Essa apatia política compensada no direito democrático ao voto é a responsável por uma realidade sem expectativa de mudanças reais, pois independentemente de quem ganhar nessas eleições (os bossais do congresso tão aí para consolidar isso), sei exatamente quem perderá. Não desconsidero que com Aécio as coisas serão muito piores, é o que a direita faz de melhor: fuder a vida dos pobres em nome do bem da nação. No entanto, essa situação de confinamento político deveria, no mínimo, ensejar uma discussão política de como as atuais possibilidades de exercer a cidadania são enclausuradoras, sobre como não é mais viável continuar defendendo um sistema político baseado em diretrizes coloniais.

Por outro lado, se alguns defendem que o PT, representado presidencialmente pela Dilma, é a melhor opção, quando não há outra opção, eu prefiro continuar atuando politicamente de outras maneiras.
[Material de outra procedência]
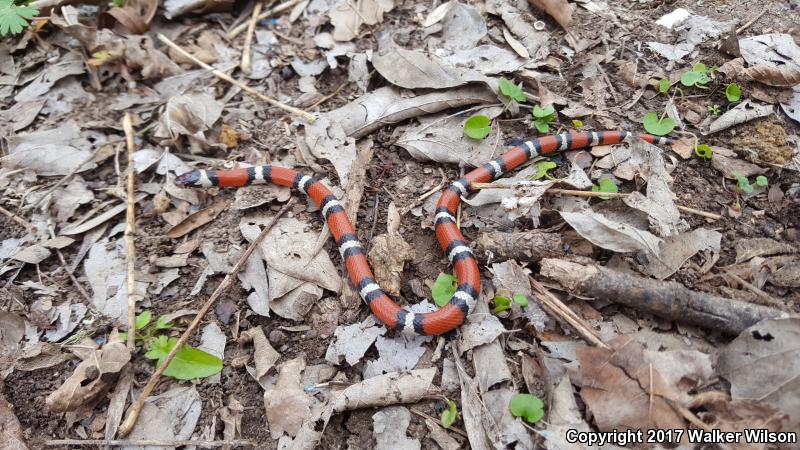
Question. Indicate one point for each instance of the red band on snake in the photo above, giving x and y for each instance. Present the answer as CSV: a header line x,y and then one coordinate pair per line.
x,y
452,315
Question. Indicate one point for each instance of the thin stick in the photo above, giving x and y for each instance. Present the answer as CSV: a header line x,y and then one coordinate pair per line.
x,y
268,13
248,38
577,193
130,229
130,421
123,443
224,76
555,305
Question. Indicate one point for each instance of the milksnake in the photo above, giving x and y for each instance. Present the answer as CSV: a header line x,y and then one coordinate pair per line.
x,y
450,239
Não suporto a ideia de defender um governo genocida, o pior para as populações indígenas desde a redemocratização, sendo as comunidades e povos tradicionais os mais afetados com os projetos desenvolvimentistas petistas. Sem contar a política de extermínio da juventude negra que se consolida diariamente e a repressão e o estado de sítio criados durante a copa. Ou seja, esse governo insiste em reproduzir os ideais neo-liberiais, e não sou obrigada a compactuar com isso. 

Acredito em micropolítica (atuações pontuais em determinados espaços de convivência e luta coletiva) e empoderamento popular e vou continuar atuando politicamente por essas esferas de poder. Defender o menos pior não é opção pra mim, isso na verdade é derrotismo. Essa macro política que não exprime a realidade local de comunidades que não podem ser vistas sob a lógica de potenciais trabalhadores/consumidores, como os petistas em sua maioria defendem sua guinada política, não me representa. O que quero dizer é que não acho justo apoiar uma pessoa e/ou partido que não contempla minha luta (nem de longe) simplesmente porque o outro lado (e sei disso) é ainda mais obscuro e problemático. É como se colocassem uma arma na minha cabeça e eu tivesse que escolher entre ser estuprada ou morta (a correlação é pesada, mas satisfaz meus sentimentos nesse momento). Vou defender sempre uma terceira via, não me reduzo às imposições desse sistema, e se eles dizem que só existem duas opções, eu digo que lutarei nas ruas, e diariamente tomarei posturas para que nenhum dos dois governe.